# Total newbie needs guidance with Greg Watson ferts...



## Mike (Sep 18, 2005)

Hello everybody. My name is Mike and although I have been haunting your forum for the past two months, this is my first post..

I have been keeping fish and relatively low maintence plant tanks for years, but as of three or four months ago have finally splurged on Power Compact lights, CO2 tank and regulator and flourite substrates.. And I must say, thanks to all the info on this forum, I have had pretty good results  
(thx everybody..)

Now I am moving into a new dimension with the ferts aspect..and I am a bit overwhelmed.. (EI, PPS, PMDD, etc.)

I bought some dry chemicals from Greg Watson's site about two weeks ago.. but I am not sure how to dose this stuff so I was wondering if you guys could take a look at my parameters and give some advice..

Tank: 90 gallon
Lights: 4 x 65w power compact
Substrate: Flourite

PH: 6.4
co2: 35 ppm
KH: 4.0
GH: 260 (very high, huh?)
Phosphates: 4.0 - 5.0 (also very high..)
Nitrite: 0
Ammonia: 0
Nitrate: 25-30 ppm

Note: All in all this tank looks pretty good..(i'll post a photo later..) but I am getting a bit of algae on rubin sword and some dwarf sag...crypts, vals, rotala rotundiflora are unbelievable.. 

A couple weeks a go, dwary sag leaves got sorta transparent so I added micros (CSM+B from Watson's) and now they look fine..

Mostly I am concerned with high Phosphates and Gh.. And I have no clue as to how to mix/dose the dry chemicals (KNO3 - KH2PO4 and K2SO4 )

Thanks in advance,

Mike


----------



## titan97 (Feb 14, 2005)

Hi Mike, and welcome.
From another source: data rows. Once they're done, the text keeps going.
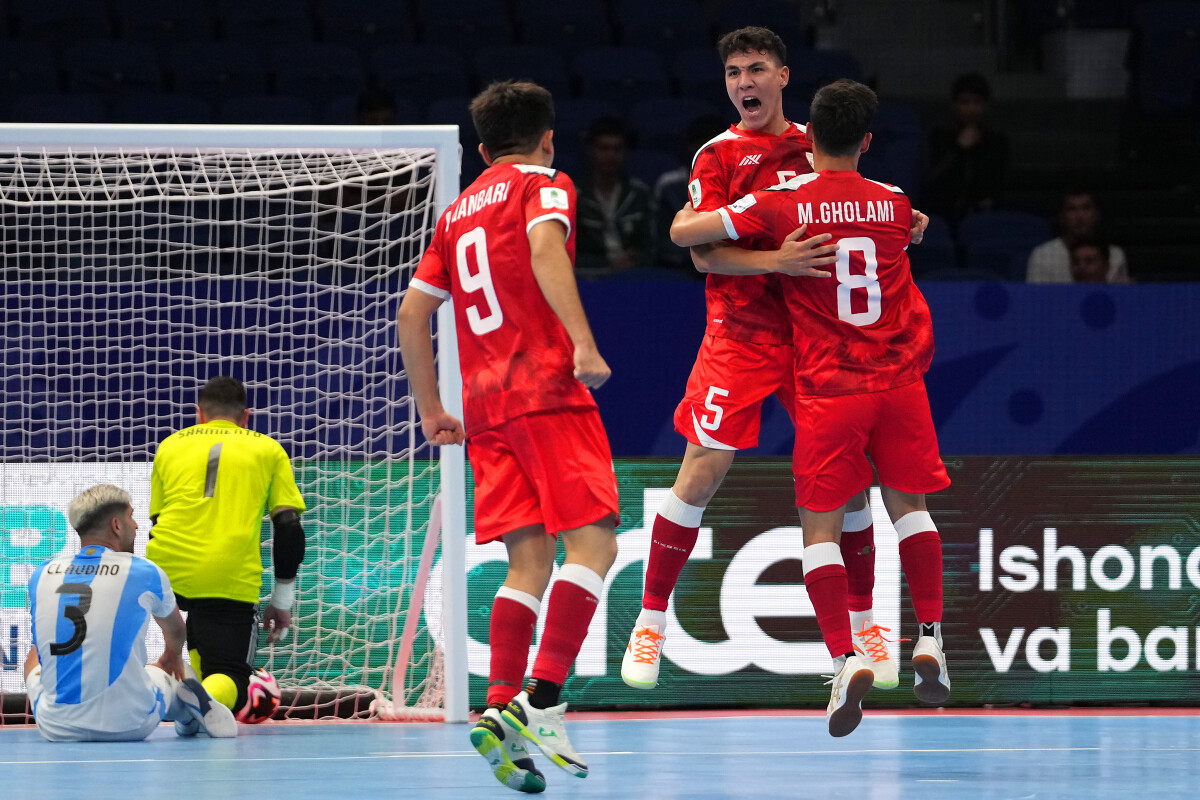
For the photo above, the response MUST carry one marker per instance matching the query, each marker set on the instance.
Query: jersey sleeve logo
(743, 204)
(555, 198)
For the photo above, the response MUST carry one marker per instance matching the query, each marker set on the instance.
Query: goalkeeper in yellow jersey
(210, 486)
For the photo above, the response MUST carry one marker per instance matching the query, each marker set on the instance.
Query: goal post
(138, 260)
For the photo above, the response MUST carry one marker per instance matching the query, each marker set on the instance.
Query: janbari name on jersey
(514, 353)
(868, 328)
(749, 307)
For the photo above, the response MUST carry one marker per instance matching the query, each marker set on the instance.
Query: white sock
(858, 620)
(652, 617)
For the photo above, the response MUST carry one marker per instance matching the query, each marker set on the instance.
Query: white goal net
(139, 262)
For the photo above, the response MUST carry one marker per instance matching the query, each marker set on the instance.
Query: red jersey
(514, 353)
(868, 328)
(747, 307)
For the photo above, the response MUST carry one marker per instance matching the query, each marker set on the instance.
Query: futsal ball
(262, 698)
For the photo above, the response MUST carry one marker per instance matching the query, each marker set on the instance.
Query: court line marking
(381, 756)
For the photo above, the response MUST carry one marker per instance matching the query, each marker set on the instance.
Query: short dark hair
(511, 116)
(751, 40)
(971, 83)
(223, 396)
(840, 116)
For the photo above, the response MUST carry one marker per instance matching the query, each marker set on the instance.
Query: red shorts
(835, 434)
(723, 405)
(551, 468)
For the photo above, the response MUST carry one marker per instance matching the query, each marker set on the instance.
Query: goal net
(139, 262)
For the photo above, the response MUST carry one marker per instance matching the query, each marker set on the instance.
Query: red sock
(510, 633)
(672, 540)
(573, 601)
(858, 555)
(921, 557)
(825, 577)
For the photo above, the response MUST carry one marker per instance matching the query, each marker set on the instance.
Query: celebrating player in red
(504, 253)
(747, 353)
(863, 344)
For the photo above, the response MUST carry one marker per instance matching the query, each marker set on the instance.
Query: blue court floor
(640, 756)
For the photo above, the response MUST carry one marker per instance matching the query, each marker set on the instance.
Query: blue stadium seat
(111, 66)
(537, 62)
(28, 65)
(421, 73)
(317, 71)
(564, 25)
(621, 73)
(366, 22)
(1167, 70)
(265, 20)
(216, 70)
(57, 107)
(161, 108)
(267, 109)
(1001, 241)
(661, 121)
(664, 26)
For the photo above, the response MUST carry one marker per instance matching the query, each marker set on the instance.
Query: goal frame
(447, 170)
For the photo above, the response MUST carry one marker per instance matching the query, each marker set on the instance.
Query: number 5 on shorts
(715, 421)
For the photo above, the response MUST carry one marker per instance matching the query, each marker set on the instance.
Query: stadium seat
(216, 70)
(1001, 241)
(538, 62)
(370, 23)
(621, 74)
(563, 25)
(28, 65)
(664, 26)
(57, 107)
(111, 67)
(161, 108)
(265, 20)
(317, 71)
(267, 109)
(421, 73)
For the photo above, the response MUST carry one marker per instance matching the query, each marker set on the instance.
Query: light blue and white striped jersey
(90, 613)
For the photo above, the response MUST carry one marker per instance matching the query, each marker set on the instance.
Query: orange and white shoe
(643, 655)
(873, 644)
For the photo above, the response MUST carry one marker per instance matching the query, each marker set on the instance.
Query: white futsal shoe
(504, 749)
(547, 729)
(643, 655)
(214, 719)
(850, 686)
(873, 645)
(933, 681)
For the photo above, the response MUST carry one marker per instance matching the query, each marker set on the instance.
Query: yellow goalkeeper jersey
(210, 486)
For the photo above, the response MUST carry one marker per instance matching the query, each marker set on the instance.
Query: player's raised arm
(556, 278)
(417, 350)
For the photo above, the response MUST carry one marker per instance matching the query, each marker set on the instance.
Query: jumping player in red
(863, 344)
(504, 253)
(747, 353)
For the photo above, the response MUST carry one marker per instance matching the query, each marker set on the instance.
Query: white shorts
(55, 725)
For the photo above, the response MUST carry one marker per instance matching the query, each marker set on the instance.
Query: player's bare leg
(514, 618)
(858, 554)
(825, 577)
(672, 539)
(921, 557)
(537, 713)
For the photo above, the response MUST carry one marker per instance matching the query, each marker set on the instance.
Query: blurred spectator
(1089, 260)
(616, 211)
(967, 161)
(1079, 218)
(377, 107)
(671, 191)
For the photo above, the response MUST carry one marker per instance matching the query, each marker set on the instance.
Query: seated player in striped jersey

We were all beginers at one time or another. I've only been into growing plants for a year or so. 

The first step is to find out what fert routine you like. EI, PPS, PMDD, etc. I prefer PPS just because I hate water changes. I'm also a chemist, so doing water testing is right up my alley, and I don't mind doing that so much. You can find the PPS sticky in the Fert subforum, which will tell you how to mix up the macros, and how to dose them. I'm sure you can find the EI info either here or on Tom Barr's website. There is a recipe for PMDD on Greg Watson's site, if I recall correctly.
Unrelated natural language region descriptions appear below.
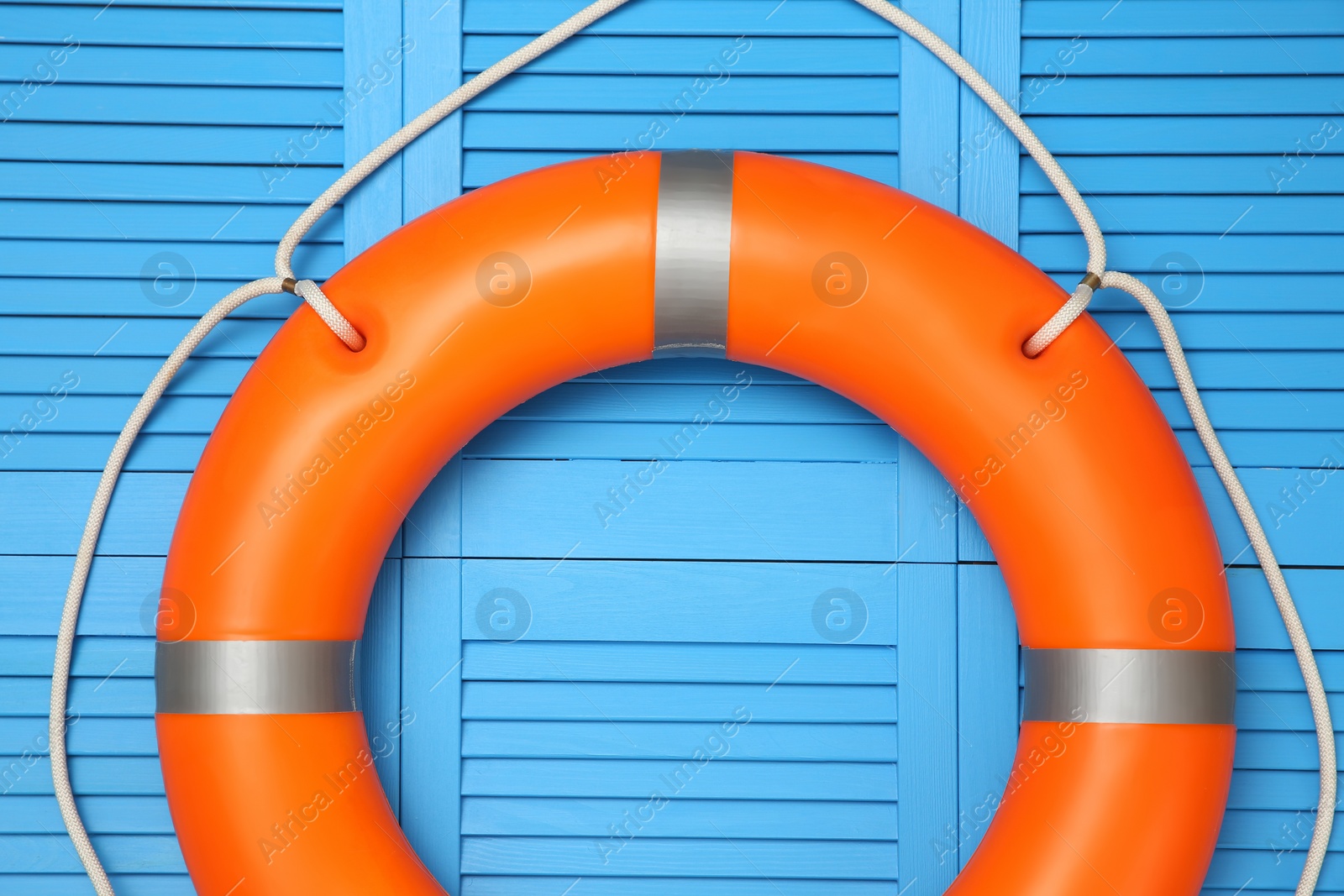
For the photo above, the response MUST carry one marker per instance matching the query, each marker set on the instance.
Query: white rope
(1097, 278)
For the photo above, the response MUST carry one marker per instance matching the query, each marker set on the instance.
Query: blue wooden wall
(797, 594)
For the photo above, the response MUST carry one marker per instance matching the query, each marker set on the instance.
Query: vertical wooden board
(927, 736)
(988, 154)
(433, 527)
(381, 678)
(927, 511)
(370, 110)
(987, 700)
(432, 714)
(433, 164)
(929, 113)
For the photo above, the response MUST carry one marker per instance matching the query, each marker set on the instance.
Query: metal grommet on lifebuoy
(1065, 459)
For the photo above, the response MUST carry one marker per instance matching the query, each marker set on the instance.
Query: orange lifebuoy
(1065, 459)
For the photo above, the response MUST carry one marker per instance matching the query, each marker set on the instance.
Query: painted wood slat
(539, 886)
(692, 55)
(89, 736)
(1189, 96)
(430, 674)
(711, 511)
(179, 105)
(1252, 253)
(873, 860)
(632, 778)
(174, 27)
(101, 815)
(141, 221)
(270, 67)
(675, 701)
(759, 741)
(1191, 134)
(1193, 215)
(1206, 55)
(927, 731)
(709, 663)
(685, 602)
(1195, 18)
(484, 167)
(96, 181)
(158, 144)
(669, 94)
(120, 853)
(131, 258)
(763, 820)
(1206, 174)
(812, 18)
(94, 658)
(615, 132)
(78, 884)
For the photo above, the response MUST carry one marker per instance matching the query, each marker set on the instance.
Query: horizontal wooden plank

Once you've decided on a way to go, try it out for a month and let us know if you have any problems or other questions. We're all here to help and learn from each other.

-Dustin


----------



## imatrout (May 12, 2005)

Mike,

Go to the top of this page and click on Fertilator. There, it suggests the nutrients required and allows you to calculate how much you need to add based on tank size and will tell you how much to add depending upon the ingredient. When using dry ferts from Greg, select the chemical and the doasages in teaspoons. When you calculate it will tell you how much you are adding compared to the recommended levels and allow you to dial it in. I use this tool all the time. It is one of the great attributes of APC!!!


----------



## Mike (Sep 18, 2005)

AAAH thanks...Looks like a good place to start..

Mike


----------